I never felt that we went without. Brawley had a theater, a library and several larger grocery stores than Jin Wong’s. Our main street had several clothing stores, and if we needed more we’d drive down to El Centro. We attended church sporadically because of transportation problems. Brawley was safe and peaceful. It was the only life I knew; I never realized we lived in poverty because our mother made do with what we had. We always had clean clothes and, when there was a shortage in food, God always provided.
31 What then shall we say to this? If God is for us, who can be against us?
When my brothers got older, they discovered the border town of Mexicali, Mexico. The night life was a lot more lively than sleepy Brawley, and in Mexicali you could consume alcohol to your heart’s content. This kept our poor mother up until the boys got home in the early morning hours. I remember one of my brothers getting  into a pretty bad car accident. This may have been one of her deciding factors for our move from Brawley.
The Move
As our struggle continued, our mother decided that she had had enough of Brawley. Mother left behind her brother Gilbert and sister Consuelo and their families to be closer to her three other sisters up North in Fresno. Our mom was the bravest person I know. How she managed to make this move was a miracle. I was saddened to leave the only town I knew. I was about to enter high school, but it was not to be. Sas because I was leaving behind my then-boyfriend John, but we promised to stay in touch by mail. It was worse for my sister Jo because she was going to attend a new high school with a population double the size of Brawley High. As far as I was concerned, Fresno was a huge megalopolis with a different school system. So instead of entering high school, I was back in 9th grade because in Fresno junior high included 9th grade.
The Last Visit 

The last time I visited Brawley was for our cousin Gilbert’s funeral.  I picked up my brother Mike in Banning and then headed to Palm Desert to pick up George. Gilbert’s celebration of life was beautiful. After paying our respects, all I wanted to do was drive by our old house. I had many bittersweet memories of the home our dad built with his own hands. It was disheartening to see that most of the beautiful eucalyptus trees were removed to make room for a sidewalk on “I” street.  Our childhood home was gone, and in its place was an empty lot with semi-trucks parked in the back. Our father, who was a great builder of homes, never managed to finish ours. Instead he left us incomplete, just like the house. I was sad to see the empty lot, but I was rejoicing because no one can take away our memories of a past life.

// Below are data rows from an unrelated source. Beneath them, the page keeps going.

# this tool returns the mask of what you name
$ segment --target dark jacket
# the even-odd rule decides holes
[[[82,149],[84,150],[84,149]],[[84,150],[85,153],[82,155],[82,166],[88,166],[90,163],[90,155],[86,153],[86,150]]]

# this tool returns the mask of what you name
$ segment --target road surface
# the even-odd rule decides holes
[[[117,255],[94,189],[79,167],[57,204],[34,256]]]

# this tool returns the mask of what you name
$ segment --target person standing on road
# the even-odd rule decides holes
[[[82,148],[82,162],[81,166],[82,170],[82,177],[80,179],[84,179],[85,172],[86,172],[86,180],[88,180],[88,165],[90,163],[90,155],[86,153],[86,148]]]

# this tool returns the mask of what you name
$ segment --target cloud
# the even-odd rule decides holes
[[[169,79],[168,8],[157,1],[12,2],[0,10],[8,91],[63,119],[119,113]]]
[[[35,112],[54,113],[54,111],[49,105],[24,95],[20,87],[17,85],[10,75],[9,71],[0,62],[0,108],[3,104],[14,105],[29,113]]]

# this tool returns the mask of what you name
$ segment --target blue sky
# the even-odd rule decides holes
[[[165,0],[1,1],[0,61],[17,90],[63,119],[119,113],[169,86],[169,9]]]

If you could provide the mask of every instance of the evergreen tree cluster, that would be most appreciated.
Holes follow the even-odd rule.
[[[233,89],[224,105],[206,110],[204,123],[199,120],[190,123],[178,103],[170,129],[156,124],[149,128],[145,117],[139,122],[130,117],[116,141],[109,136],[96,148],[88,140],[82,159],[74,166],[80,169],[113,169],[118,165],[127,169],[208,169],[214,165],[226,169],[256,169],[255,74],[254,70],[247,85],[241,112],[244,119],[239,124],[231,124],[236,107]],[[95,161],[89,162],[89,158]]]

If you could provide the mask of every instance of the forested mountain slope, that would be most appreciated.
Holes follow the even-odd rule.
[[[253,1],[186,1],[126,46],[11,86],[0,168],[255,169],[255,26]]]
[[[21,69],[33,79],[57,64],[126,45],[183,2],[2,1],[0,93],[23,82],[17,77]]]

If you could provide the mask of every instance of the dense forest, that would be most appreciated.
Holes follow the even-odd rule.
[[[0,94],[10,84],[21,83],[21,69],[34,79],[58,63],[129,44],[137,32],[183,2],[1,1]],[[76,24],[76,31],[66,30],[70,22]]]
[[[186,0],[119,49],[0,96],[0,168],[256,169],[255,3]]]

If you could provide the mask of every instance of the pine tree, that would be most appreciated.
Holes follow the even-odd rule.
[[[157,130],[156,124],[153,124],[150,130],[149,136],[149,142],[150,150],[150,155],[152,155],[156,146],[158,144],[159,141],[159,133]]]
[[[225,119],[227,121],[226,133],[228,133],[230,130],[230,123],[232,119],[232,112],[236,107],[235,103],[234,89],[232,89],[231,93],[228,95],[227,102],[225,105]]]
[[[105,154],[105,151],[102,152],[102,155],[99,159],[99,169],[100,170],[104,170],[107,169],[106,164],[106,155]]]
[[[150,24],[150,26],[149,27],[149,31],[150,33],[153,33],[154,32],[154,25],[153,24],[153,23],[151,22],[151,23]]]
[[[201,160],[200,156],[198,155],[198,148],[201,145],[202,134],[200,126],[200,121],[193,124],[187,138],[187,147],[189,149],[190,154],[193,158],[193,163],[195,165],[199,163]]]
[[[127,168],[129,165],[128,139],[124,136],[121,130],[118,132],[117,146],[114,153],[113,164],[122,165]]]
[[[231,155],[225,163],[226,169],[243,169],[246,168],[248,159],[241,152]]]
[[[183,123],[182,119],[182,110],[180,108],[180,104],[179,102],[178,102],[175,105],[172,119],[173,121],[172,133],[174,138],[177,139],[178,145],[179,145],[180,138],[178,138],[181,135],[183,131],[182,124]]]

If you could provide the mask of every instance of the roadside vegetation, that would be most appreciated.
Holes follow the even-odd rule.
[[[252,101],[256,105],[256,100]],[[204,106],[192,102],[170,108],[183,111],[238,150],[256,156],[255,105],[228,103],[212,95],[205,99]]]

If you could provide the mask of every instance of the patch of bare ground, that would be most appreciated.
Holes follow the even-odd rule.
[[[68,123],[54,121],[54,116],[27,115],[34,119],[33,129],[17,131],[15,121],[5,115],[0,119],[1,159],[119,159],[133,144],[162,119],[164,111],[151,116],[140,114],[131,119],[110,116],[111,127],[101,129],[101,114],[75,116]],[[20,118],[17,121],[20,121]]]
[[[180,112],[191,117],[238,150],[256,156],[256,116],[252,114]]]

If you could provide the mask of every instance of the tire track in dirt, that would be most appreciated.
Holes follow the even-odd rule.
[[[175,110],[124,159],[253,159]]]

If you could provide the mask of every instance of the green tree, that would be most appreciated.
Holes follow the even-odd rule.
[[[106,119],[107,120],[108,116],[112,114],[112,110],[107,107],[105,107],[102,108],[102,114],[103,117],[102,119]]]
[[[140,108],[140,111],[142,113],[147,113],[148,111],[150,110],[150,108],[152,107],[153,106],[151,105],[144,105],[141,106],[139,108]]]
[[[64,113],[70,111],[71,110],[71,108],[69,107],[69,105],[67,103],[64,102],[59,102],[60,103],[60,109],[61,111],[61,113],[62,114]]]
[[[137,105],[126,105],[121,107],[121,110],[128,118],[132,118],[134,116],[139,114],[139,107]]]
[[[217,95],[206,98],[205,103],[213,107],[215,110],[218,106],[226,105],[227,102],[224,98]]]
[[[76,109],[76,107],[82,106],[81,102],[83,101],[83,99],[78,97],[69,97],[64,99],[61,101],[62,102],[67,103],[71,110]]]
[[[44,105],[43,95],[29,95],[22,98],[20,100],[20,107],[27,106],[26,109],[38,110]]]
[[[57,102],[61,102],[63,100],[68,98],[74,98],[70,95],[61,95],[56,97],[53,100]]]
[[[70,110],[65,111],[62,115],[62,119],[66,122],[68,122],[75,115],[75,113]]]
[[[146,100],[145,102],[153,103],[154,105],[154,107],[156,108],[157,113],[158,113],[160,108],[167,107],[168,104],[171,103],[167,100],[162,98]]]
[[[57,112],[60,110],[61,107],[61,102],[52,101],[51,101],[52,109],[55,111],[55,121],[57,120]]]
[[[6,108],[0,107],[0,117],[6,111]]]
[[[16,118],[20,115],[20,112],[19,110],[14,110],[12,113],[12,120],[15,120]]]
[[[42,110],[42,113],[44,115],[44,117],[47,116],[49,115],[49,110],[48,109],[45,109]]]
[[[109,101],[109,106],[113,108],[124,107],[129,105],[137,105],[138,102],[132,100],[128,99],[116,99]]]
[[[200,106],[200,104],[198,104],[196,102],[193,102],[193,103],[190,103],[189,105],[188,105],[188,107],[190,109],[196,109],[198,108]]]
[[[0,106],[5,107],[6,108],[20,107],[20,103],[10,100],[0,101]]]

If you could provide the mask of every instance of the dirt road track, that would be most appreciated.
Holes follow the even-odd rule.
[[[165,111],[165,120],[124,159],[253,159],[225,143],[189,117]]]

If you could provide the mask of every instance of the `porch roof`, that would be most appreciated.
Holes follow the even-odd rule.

The new sidewalk and the empty lot where our home once stood
I still have several relatives who make Brawley their home. My cousin Connie and her family still live there. Her daughter Cindy and her husband Joe recently built a beautiful custom home on a huge lot. I’m praying that she will host our next family reunion there.
My Prayer
Dear Lord, we all have sweet and bitter memories of our childhood. I ask that You heal those who hold on to the bitterness. May they move past this darkness in their lives so that they may become complete in You. Jesus, everything we experience in life, whether it be in our past or our current life, You’ve allowed to happen. As we look back, may the good always supersede the bad. Amen.